Alicia at one point remarks that we draw pictures of the world we mistake for the world, pictures that, as Wittgenstein lamented, hold us captive: “Whether it’s a bull on the wall of a cave or a partial differential equation, it’s all the same thing”—the math and science fully and finally as arbitrary as the arts and humanities. So “nihilism” might be fair charge—and I agree with Miller than the novel’s most seemingly nihilistic character, the Thalidomide Kid, a punning dwarf with flippers for hands that Alicia hallucinates in her madness, very quickly overstays his welcome for all that we might compare him to his literary kin, the devils that appear in Goethe, Dostoevsky, and Mann.
But “nihilism”—a word that characterizes a state of disbelief, a state of mind—misses the element of action in human life and in the novel, a novel almost overloaded, like all of McCarthy’s, with precise descriptions of labor, with lovingly captured (if generally incomprehensible) technical jargons, with the meticulous evocation of motion and landscape. The novel has no plot because a plot is an abstraction while life just is. By the end of The Passenger, Western is still wandering, still journeying, just as Debussy Fields—I gloss her name as the (masculine) land melting into la mer, feminine of course—is still becoming-woman, asymptotically approaching an immemorial state of grace not to be found on earth, among men.
In The Sunset Limited, the character Black proposes Jesus as the remedy for suicide to a man bent on self-slaughter. As with the Gospel of Luke’s unrecognized Christ on the road to Emmaus or the mysterious “third who walks beside you” in The Waste Land, we might allegorically identify Christ as the novel’s missing passenger, if that doesn’t reek too much of the midcentury symbol-spotting style of neo-Christian criticism that was old hat by the time I went to high school. Either way, perhaps returning to his Catholic roots, McCarthy has by now apparently revised his recommendation and promotes Mary over her son. Yet in the novel’s final sentence, Western imagines himself dying and carrying Alicia’s beauty with him into death, “the last pagan on earth.” Why “pagan”? Because the pagan does overtly what the Catholic does surreptitiously: worship beauty as such, whether Mary’s or Medea’s.

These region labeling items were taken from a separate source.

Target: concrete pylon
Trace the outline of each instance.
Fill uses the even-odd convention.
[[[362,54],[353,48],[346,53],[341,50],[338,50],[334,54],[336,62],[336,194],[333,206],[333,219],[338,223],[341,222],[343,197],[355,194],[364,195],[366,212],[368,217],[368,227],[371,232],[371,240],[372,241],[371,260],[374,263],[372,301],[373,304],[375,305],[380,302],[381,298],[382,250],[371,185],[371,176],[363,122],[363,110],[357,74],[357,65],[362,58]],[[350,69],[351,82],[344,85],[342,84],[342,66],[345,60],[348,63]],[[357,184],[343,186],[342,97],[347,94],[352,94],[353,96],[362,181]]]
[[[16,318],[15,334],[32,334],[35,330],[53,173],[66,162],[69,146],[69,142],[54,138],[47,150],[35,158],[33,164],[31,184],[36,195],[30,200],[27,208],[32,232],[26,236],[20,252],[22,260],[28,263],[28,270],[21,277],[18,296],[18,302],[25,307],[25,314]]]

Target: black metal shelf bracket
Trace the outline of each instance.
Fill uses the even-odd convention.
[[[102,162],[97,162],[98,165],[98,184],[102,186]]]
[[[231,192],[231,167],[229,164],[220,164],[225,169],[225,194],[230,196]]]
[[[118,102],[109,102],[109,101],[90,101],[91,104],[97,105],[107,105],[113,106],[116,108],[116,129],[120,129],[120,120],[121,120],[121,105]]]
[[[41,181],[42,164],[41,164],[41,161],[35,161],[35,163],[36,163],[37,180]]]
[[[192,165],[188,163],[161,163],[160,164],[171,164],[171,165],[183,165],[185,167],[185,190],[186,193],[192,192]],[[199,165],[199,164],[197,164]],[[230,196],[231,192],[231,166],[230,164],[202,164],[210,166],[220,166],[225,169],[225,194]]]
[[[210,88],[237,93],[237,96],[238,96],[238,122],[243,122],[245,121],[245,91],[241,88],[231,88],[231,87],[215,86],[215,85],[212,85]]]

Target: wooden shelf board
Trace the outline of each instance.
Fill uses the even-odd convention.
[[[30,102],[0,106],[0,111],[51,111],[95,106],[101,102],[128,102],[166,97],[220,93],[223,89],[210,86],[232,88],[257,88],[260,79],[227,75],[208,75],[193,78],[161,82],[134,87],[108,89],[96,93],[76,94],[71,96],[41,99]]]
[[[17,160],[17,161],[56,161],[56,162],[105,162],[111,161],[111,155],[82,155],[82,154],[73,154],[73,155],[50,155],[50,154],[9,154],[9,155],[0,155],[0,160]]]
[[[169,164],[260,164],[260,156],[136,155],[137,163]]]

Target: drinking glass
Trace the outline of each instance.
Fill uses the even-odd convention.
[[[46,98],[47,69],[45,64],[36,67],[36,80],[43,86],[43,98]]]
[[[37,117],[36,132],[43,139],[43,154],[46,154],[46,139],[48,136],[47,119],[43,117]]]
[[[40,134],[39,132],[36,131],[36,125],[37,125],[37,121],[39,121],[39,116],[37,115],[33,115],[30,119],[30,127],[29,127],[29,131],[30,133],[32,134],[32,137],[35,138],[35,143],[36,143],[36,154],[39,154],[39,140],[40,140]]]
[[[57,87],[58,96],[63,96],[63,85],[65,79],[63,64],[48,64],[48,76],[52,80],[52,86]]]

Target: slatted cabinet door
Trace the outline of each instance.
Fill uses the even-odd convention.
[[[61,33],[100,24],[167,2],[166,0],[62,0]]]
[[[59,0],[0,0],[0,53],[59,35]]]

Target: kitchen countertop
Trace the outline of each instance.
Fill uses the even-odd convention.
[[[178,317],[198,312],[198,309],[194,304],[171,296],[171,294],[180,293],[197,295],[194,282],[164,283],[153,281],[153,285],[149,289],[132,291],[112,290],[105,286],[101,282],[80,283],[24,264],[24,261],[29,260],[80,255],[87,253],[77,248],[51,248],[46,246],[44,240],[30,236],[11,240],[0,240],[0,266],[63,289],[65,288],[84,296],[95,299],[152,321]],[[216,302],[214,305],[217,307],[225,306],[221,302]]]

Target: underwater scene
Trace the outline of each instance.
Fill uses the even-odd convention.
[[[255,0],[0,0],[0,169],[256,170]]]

“Incest is, like many other incorrect things, a very poetical circumstance,” pronounced the atheist radical Shelley—and McCarthy’s precursors in Southern Gothic, Poe and Faulkner, evidently agreed—because it proceeds from excess and defiance. It is also an extreme way for the poet to literalize the insight encoded in the act of making a metaphor: that everything is related to everything else, that somehow the world hangs together in a mysterious chain of love and death. The Christian reactionary Dostoevsky had his modern Christ, Prince Myshkin, say that beauty would save the world. Writing in a later hour of history, the hour that we and he have learned to mark as “after Auschwitz,” McCarthy fears or anyway knows that nothing will save the world. For this reason, he doesn’t deign to tell a story. But, on the cusp of his tenth decade on this earth, he has given us a late work of variegated and strange beauty anyway. I await Stella Maris.